Well I first took the derivative, which was f'(x) = -(x^2 - 1) / (x^2 -1) ^2

I set it equal to zero to find the relative extremas, and I got -X^2 -1 = 0, which means X^2 = -1.

That isn't a real number, but so would that mean there are no intervals where it's increasing or decreasing? When I graphed it, it seemed like it was decreasing on all values, negative infinity to positive infinity...

If -(x² - 1) = 0 , then x² = 1, so that x = ±1 .

 

[Poopsilon]

His derivative is not correct, it should be: f'(x) = -(x^2 + 1) / (x^2 -1) ^2.

 

[SammyS]

His derivative is not correct, it should be: f'(x) = -(x^2 + 1) / (x^2 -1) ^2.

That makes sense considering that the function is decreasing over its entire domain.

 

[agv567]

Oh yes, I'm sorry. I had it written down correctly but I typed it incorrectly by adding a parentheses.

It should be -(x^2 + 1) / (X^2-1) ^2

Now when I set it equal to zero, I get X=-1, which does not exist.
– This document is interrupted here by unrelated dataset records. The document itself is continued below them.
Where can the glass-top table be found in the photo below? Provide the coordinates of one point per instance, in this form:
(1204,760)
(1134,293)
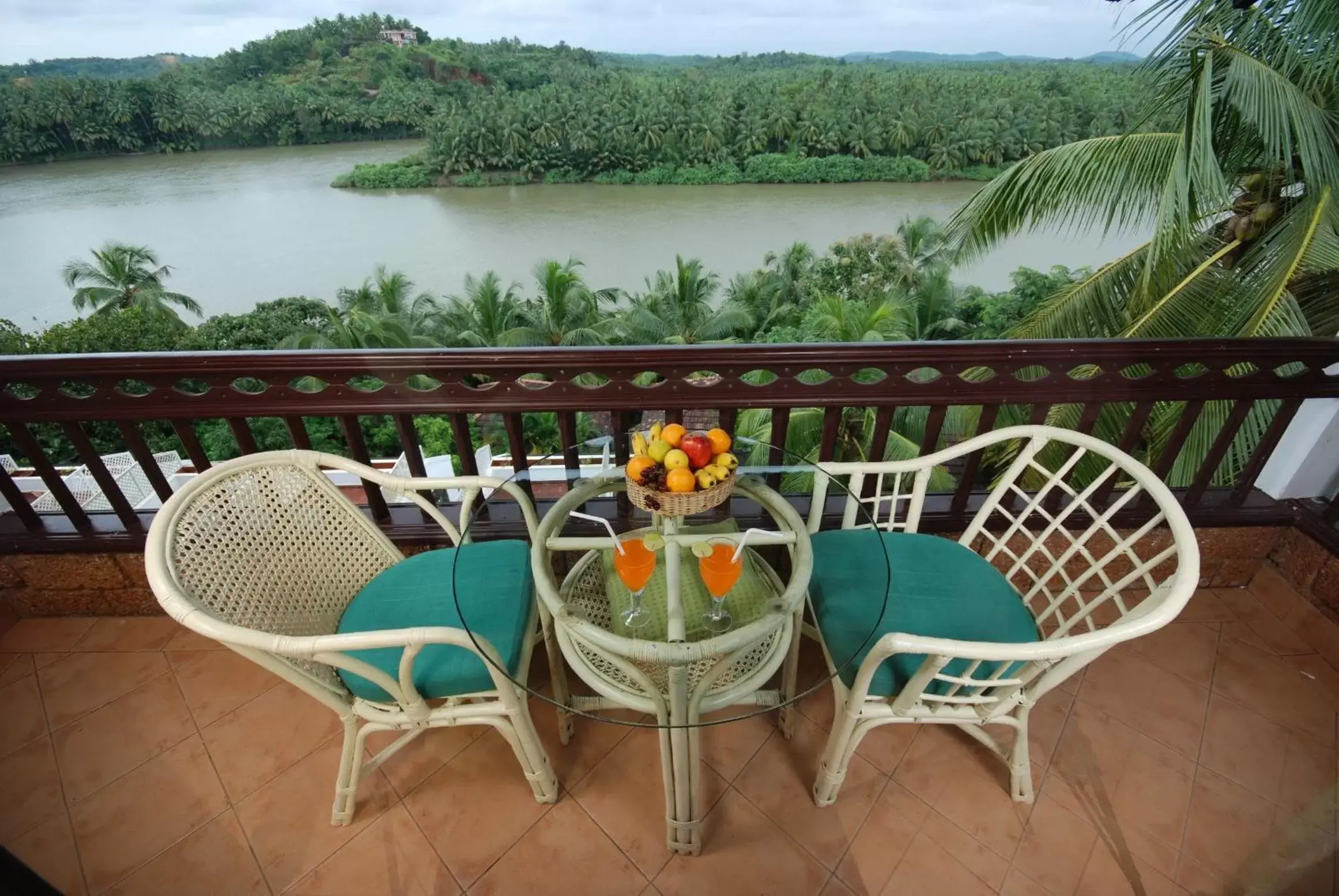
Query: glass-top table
(677,627)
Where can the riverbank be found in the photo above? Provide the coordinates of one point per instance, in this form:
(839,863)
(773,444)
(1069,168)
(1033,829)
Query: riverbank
(772,168)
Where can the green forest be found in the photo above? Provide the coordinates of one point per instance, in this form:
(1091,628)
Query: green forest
(895,287)
(563,113)
(1224,139)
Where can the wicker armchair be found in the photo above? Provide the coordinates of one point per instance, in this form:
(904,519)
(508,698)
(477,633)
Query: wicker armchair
(266,555)
(974,633)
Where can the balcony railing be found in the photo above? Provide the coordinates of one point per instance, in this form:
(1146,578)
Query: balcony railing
(1113,387)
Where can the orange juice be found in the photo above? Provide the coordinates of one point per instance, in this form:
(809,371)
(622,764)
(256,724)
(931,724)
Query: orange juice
(635,566)
(721,571)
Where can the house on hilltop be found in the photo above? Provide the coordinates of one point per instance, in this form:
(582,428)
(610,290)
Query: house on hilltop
(399,36)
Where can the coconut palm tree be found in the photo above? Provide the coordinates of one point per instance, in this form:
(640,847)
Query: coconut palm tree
(484,315)
(789,269)
(932,310)
(123,276)
(678,310)
(756,294)
(382,312)
(918,249)
(840,319)
(564,312)
(1240,192)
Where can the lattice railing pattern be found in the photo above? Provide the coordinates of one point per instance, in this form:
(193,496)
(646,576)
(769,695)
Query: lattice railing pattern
(963,387)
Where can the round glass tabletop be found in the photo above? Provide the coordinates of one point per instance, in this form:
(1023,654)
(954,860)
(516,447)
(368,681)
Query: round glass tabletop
(658,607)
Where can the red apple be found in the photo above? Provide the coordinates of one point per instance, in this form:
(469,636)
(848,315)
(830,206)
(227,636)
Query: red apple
(698,448)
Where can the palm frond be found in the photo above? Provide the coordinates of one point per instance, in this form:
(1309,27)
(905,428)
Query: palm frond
(1104,181)
(1288,248)
(1089,308)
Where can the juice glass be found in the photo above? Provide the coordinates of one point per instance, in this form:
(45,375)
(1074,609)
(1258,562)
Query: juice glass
(719,572)
(635,567)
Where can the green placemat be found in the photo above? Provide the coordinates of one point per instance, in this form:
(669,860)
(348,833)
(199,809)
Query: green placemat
(746,602)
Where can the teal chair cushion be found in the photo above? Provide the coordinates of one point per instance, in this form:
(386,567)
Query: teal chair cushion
(939,589)
(496,589)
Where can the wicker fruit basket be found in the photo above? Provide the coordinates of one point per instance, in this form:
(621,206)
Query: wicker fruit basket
(679,504)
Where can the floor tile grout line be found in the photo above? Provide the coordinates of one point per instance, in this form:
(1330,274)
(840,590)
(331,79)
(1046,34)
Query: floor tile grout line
(134,768)
(788,835)
(428,840)
(61,782)
(548,808)
(92,710)
(1195,778)
(169,847)
(232,808)
(70,808)
(888,782)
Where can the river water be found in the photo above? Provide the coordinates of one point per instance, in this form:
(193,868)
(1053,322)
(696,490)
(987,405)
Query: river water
(242,226)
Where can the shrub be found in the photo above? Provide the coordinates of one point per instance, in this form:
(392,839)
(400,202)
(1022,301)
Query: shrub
(409,173)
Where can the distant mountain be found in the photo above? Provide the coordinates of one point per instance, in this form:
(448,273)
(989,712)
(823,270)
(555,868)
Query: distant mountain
(914,55)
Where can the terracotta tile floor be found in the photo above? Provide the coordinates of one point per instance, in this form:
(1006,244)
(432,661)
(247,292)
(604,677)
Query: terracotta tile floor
(134,758)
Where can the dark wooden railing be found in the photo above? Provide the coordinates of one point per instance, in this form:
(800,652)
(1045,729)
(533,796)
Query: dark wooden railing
(1132,381)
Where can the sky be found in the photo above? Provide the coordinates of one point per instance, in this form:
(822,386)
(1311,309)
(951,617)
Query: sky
(50,28)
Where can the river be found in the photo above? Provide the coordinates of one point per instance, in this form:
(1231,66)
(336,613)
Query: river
(242,226)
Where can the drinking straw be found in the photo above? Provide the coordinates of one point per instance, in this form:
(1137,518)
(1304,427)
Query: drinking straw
(744,540)
(595,519)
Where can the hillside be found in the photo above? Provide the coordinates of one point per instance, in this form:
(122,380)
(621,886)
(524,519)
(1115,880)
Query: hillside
(528,110)
(98,67)
(914,55)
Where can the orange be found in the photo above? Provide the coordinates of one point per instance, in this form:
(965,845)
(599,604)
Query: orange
(638,465)
(681,480)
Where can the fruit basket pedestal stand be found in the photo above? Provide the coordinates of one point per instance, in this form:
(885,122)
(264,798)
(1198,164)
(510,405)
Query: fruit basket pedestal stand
(675,679)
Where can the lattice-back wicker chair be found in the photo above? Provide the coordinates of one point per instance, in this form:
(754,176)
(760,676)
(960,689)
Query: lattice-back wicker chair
(266,555)
(974,633)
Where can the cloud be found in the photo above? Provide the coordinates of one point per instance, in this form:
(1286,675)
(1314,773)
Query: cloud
(44,28)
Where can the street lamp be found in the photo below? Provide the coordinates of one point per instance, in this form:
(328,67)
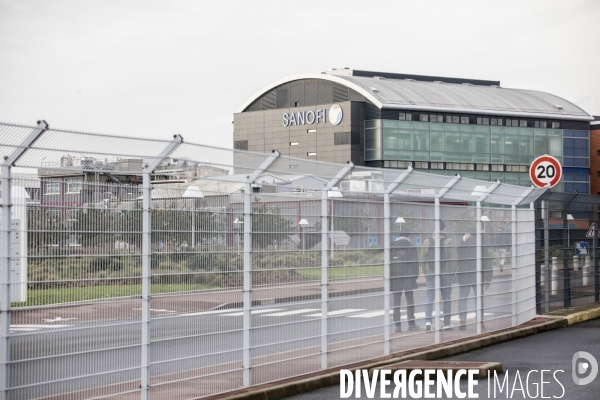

How would I tell that it was decreasing over the entire domain then without graphing?

 

[SammyS]

For what value of x is x² + 1 = 0 ?

That would require that x = -1. !

Added in Edit:

That was a typo

Should have said: That would require that x² = -1. !

 

[agv567]

But it's not X^2 + 1 = 0...

It's -X^2 -1 = 0, so X^2 = -1...which does not exist.

How would I tell that it was decreasing w/o a calculator?

 

[Poopsilon]

The fact that the derivative is never equal to zero tells you that it must either always be decreasing or always increasing. Thus you need only look at the derivative at any point where it exists and if it's negative you know the original function is decreasing at that point and thus must be decreasing everywhere.

Edit: Also X^2 + 1 = 0 and -X^2 - 1 = 0 are the exact same equation, just move the terms to the other side of the equals sign.

Remember the derivative tells you the slope of the line at any point at which it's defined, the reason its zeros are of particular interest is because when it comes to differentiable functions if the function is going to switch from decreasing to increasing or visa-versa the derivative will be zero right when that switch happens. For instance draw the graph of f(x) = x^2, and then start drawing some tangent lines at various points, notice that your tangent line right at the point where the graph stops going down and starts going up will be flat, and thus have slope equal to zero.